Human Trafficking Prevention Act
- Long title: To amend the Trafficking Victims Protection Act of 2000 to expand the training for Federal Government personnel related to trafficking in persons, and for other purposes.
- Announced in: the 113th United States Congress
- Sponsored by: Rep. Sean Patrick Maloney (D, NY-18)
- Number of co-sponsors: 0

Codification
- U.S.C. sections affected: 22 U.S.C. § 3903, 22 U.S.C. § 7105
- Agencies affected: United States Department of State

Legislative history
- Introduced in the House as H.R. 4449 by Rep. Sean Patrick Maloney (D, NY-18) on April 10, 2014; Committee consideration by United States House Committee on Foreign Affairs; Passed the House on July 23, 2014 (voice vote);

= Human Trafficking Prevention Act =

American federal law

The Human Trafficking Prevention Act is a bill that would require regular training and briefings for some federal government personnel to raise awareness of human trafficking and help employees spot cases of it.

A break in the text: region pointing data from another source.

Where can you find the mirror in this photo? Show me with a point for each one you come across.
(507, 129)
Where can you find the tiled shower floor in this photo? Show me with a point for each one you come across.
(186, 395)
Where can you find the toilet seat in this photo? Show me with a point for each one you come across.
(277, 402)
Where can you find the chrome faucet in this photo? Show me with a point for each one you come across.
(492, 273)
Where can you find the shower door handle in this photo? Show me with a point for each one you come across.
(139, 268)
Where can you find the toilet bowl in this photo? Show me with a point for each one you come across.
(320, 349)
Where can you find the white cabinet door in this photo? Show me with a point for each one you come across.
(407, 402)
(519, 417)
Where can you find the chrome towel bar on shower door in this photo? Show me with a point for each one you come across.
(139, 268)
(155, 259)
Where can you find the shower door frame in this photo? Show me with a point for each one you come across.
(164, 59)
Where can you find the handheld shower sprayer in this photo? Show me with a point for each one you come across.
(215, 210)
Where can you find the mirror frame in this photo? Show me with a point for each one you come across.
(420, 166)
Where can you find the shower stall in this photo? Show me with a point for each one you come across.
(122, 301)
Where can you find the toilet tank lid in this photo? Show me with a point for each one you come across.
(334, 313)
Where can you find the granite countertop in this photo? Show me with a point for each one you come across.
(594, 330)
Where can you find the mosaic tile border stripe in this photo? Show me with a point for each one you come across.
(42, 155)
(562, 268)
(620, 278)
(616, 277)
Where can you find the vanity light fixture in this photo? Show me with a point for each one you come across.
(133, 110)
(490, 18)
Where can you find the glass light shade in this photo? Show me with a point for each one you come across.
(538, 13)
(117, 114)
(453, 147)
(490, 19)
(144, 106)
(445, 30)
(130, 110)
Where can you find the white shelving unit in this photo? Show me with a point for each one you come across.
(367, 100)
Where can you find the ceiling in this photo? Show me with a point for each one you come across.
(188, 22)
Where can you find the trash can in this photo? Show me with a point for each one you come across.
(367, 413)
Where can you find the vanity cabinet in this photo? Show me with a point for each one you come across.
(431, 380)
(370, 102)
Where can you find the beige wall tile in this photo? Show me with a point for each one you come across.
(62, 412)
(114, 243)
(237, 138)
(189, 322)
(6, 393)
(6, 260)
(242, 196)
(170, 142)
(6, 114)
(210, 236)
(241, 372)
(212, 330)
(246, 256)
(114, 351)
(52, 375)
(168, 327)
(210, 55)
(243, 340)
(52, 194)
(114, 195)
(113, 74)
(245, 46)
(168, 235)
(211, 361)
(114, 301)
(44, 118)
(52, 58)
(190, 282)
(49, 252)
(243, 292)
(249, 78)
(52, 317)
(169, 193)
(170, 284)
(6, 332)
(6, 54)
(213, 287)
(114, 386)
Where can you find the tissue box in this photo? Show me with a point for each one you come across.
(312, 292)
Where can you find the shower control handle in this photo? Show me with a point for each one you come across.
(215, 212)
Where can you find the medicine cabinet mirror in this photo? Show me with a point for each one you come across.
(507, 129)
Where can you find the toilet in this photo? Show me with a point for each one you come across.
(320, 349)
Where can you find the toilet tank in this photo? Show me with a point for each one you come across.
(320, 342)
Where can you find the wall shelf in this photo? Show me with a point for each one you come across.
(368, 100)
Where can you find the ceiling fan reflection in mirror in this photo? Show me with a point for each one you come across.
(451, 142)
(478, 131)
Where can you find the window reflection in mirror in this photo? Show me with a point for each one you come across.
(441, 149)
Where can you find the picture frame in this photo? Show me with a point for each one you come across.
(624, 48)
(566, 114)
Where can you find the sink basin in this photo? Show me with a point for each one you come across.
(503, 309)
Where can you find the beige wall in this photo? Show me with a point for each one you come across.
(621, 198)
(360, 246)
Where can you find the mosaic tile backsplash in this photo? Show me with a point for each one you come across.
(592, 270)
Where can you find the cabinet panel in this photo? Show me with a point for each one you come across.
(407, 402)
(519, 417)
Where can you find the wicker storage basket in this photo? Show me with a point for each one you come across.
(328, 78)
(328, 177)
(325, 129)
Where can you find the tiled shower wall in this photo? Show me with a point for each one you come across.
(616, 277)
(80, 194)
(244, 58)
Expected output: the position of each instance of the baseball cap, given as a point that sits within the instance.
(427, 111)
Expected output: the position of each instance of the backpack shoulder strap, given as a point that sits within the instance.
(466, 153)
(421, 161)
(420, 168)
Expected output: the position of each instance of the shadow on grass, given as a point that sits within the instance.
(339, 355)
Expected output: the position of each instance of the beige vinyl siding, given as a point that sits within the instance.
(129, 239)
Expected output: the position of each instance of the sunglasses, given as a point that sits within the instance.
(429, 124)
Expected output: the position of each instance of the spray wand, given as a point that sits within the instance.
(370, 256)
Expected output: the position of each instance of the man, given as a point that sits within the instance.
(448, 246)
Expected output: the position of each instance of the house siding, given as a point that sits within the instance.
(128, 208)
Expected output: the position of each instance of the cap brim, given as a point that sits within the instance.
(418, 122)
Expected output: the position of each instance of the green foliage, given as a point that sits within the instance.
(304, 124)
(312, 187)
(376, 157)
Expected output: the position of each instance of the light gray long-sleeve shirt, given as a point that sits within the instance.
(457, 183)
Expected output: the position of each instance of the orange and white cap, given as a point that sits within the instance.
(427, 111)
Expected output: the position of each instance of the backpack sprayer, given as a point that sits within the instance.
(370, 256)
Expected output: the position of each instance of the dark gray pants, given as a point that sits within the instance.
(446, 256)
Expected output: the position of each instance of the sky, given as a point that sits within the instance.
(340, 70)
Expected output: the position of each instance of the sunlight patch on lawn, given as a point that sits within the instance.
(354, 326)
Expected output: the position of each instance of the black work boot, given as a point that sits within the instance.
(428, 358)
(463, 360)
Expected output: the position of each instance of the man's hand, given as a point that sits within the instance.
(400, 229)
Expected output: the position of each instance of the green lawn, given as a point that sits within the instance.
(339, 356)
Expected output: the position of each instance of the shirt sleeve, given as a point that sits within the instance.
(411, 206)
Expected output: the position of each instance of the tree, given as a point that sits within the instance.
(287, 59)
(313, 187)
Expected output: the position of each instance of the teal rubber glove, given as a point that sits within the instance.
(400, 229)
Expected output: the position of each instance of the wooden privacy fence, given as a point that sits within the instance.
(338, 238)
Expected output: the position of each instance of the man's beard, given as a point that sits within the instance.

The bill was introduced in the United States House of Representatives during the 113th United States Congress.

==Background==

Human trafficking is the modern form of slavery, with illegal smuggling and trading of people, for forced labour or sexual exploitation. Trafficking is officially defined as the recruitment, transportation, transfer, harboring, or receipt of persons by means of coercion, abduction, fraud, deception, or abuse of power of a position of vulnerability for the purpose of exploitation. Human trafficking is not synonymous with forced migration or smuggling. In the U.S., human trafficking tends to occur around international travel-hubs with large immigrant populations, notably California and Texas. The U.S. Justice Department estimates that 17,500 people are trafficked into the country every year, but the true figure could be higher, because of the large numbers of undocumented immigrants. The United States Department of State has also estimated that between 14,000-17,500 people annually are trafficked for sex, labor, or other types of exploitation into the United States. Those being trafficked include young children, teenagers, men and women and can be domestic citizens or foreign nationals.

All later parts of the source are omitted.